For now when dealing with Git/GitHub, managing own repos I stick to:
make plenty relatively small commits.
Partly because of learning: I wanna each commit be a remainder about some CSS prop or whatever this commit was about.
But also because I am thinking: ‘Some day some HR guy will take a quick look at contribution panel, and it will be all nice and green. That would come in handy.’ But that feels a little like cheating Any thoughts about that?
This is a common recommended practice. Smaller more direct commits give you increased flexibility and clarity down the line. There is a point where too many commits becomes too redundant, so there is a fine line though.

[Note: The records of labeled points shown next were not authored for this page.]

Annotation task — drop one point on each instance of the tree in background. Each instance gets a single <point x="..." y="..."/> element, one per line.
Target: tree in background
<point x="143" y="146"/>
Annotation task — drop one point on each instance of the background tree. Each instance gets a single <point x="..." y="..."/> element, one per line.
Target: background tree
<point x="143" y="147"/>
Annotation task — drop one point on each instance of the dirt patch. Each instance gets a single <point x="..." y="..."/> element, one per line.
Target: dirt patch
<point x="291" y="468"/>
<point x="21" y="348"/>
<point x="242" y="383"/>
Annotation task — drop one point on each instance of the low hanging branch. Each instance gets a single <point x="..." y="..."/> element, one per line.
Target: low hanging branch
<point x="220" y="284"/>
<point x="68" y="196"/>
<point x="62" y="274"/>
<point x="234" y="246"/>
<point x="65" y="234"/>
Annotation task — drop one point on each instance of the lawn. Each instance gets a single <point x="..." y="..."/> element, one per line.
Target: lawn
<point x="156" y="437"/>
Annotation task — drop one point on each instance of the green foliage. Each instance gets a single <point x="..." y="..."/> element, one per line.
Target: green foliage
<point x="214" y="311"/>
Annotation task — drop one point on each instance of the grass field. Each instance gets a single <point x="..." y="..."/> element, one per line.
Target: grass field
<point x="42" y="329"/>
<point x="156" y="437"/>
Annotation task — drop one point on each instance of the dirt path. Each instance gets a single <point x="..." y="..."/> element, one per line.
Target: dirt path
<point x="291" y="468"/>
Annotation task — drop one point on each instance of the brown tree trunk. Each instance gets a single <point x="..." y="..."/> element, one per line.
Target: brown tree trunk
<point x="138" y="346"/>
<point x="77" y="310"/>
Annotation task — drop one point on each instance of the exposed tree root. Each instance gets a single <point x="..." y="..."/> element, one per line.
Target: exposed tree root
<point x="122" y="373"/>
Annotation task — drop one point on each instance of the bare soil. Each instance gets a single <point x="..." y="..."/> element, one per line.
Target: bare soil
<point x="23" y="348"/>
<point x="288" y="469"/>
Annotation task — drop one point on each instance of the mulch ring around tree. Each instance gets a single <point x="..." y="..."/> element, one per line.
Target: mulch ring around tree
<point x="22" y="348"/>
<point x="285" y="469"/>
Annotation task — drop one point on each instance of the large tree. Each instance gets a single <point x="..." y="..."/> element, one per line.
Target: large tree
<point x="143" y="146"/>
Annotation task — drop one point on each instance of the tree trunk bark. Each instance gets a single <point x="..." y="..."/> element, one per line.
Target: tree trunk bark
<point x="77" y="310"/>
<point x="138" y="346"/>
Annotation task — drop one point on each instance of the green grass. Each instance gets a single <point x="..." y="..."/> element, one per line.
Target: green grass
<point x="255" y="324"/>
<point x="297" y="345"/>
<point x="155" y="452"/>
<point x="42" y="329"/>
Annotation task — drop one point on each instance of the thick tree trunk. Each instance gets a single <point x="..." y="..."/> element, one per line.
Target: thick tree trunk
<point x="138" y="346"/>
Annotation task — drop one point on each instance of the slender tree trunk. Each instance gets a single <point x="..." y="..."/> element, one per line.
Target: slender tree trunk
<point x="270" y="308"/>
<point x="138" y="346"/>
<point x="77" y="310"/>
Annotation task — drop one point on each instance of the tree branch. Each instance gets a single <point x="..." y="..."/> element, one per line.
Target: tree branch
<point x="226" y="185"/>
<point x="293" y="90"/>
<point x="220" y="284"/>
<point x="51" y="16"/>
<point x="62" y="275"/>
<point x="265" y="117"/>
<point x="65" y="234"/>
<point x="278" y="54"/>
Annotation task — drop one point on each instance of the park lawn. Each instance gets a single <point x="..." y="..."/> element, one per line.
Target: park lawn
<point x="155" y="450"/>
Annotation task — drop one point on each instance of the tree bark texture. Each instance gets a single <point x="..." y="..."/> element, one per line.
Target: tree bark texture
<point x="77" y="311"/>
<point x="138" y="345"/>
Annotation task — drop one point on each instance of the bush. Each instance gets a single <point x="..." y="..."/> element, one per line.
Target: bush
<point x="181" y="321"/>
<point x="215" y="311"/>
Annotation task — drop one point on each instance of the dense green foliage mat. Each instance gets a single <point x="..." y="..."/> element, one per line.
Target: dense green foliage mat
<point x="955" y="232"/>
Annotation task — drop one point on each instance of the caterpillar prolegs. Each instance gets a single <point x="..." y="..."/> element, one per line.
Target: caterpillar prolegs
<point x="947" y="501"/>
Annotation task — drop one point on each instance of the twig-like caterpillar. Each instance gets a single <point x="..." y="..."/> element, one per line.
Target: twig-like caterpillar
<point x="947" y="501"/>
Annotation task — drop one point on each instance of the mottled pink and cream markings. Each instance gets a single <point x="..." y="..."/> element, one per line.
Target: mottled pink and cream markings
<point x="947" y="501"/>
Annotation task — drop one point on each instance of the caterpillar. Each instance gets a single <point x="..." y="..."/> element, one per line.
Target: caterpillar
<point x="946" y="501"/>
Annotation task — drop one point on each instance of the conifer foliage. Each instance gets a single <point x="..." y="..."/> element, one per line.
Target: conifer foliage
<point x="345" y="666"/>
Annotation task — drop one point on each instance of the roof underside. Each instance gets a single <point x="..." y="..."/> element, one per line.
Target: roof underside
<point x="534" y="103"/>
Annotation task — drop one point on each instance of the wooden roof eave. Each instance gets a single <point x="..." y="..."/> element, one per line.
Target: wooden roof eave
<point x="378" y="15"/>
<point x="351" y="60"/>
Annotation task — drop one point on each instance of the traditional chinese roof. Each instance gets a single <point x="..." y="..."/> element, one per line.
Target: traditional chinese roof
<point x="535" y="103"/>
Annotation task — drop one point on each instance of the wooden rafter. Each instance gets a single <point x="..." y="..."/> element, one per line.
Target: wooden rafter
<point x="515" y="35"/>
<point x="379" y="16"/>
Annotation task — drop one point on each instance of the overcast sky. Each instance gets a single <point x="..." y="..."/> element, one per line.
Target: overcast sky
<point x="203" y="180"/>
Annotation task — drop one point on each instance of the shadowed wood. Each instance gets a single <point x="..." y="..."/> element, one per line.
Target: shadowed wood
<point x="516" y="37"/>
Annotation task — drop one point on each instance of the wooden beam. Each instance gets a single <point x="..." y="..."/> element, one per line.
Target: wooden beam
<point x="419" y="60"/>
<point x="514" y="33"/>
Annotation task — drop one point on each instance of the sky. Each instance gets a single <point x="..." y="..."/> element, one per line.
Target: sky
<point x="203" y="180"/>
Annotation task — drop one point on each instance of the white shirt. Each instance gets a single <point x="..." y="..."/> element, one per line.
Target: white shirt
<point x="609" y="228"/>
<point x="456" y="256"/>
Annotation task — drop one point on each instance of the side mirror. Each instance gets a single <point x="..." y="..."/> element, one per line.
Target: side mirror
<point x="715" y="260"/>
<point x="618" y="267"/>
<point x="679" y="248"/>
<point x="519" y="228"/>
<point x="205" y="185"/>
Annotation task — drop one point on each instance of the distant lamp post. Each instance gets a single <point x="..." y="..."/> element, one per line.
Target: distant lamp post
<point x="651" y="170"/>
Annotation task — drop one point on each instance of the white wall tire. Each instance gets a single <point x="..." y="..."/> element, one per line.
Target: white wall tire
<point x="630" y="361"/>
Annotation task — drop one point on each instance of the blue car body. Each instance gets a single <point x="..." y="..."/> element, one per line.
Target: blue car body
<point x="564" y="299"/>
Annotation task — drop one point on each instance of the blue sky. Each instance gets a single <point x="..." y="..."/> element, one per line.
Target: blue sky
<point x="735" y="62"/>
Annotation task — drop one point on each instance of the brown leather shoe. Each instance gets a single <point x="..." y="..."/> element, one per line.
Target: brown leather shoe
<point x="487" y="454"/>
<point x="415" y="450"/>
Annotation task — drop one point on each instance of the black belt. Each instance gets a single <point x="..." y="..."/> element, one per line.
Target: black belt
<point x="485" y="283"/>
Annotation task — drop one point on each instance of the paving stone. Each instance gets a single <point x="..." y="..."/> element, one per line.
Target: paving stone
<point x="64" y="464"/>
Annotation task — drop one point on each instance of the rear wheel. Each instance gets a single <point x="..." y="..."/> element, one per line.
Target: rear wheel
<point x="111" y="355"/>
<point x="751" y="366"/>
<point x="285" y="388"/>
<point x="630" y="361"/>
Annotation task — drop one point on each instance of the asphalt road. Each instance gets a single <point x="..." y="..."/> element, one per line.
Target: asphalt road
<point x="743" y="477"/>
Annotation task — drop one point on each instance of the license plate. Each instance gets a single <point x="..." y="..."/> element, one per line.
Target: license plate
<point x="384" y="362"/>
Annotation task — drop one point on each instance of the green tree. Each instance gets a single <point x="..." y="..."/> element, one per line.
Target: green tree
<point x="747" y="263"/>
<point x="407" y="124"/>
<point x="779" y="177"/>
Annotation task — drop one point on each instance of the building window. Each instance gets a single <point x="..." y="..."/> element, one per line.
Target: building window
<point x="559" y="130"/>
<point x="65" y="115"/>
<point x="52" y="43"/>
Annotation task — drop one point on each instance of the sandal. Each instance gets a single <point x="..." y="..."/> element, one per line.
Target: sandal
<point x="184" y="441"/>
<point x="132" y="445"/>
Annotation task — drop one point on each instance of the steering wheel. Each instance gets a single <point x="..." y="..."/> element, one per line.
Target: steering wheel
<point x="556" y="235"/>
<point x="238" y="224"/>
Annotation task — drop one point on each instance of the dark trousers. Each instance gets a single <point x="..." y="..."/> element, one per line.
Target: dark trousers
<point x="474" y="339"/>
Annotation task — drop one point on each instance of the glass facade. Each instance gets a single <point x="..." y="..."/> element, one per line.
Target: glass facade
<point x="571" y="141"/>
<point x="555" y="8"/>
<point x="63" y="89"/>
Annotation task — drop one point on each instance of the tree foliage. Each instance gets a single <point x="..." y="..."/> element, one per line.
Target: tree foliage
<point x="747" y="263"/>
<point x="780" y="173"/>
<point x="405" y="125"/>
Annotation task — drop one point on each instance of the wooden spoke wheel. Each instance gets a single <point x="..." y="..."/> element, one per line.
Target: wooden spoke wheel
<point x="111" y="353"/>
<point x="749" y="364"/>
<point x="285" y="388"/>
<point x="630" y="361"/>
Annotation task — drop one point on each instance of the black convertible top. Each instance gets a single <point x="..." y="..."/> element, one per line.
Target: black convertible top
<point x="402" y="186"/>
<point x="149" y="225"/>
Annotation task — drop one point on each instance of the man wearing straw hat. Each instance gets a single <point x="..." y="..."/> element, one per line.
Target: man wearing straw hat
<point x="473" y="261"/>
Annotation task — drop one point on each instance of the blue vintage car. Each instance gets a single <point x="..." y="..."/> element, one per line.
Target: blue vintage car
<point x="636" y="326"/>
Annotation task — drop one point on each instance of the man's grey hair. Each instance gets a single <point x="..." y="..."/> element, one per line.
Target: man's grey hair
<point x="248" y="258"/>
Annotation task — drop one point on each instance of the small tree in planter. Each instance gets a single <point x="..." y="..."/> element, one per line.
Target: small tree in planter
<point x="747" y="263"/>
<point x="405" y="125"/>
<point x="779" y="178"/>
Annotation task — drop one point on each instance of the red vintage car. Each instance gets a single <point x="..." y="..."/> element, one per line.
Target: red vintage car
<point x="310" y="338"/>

A github’s contributor graph, the one with green tiles is usually only 1 metric referenced by recruiters who check github. Another is the project’s themselves. Relying purely on being active on github wont be too useful if your only active on simpler/basic projects with “spammy commits”. It would probably help, but I don’t see it as disingenuous if that is how your work, but I also see it as only 1 metric among many that a recruiter would check if they go to your github.
Having a portfolio with solid looking projects would still probably be the first-stop of any would be recruiter (among official channels like your linkedIn and resume)
I would not worry about keeping the github loaded up with green - I think that gets overemphasized. But the opposite - one mega commit for every 10k lines of code is bad too. Make timely, smart commits.
I think commits should be based around tasks - changing the login UI, refactoring the sound API, fixing the phone number filtering bug, etc. That is kind of how it will be when you get a job, discreet little jobs. If I’m working on a large job, I tend to mentally break it into smaller chunks and those may be their own commits.
I may make tiny commits while I’m working on something, but I’ll usually rebase those into one commit.
So yeah, make frequent commits, but don’t go crazy.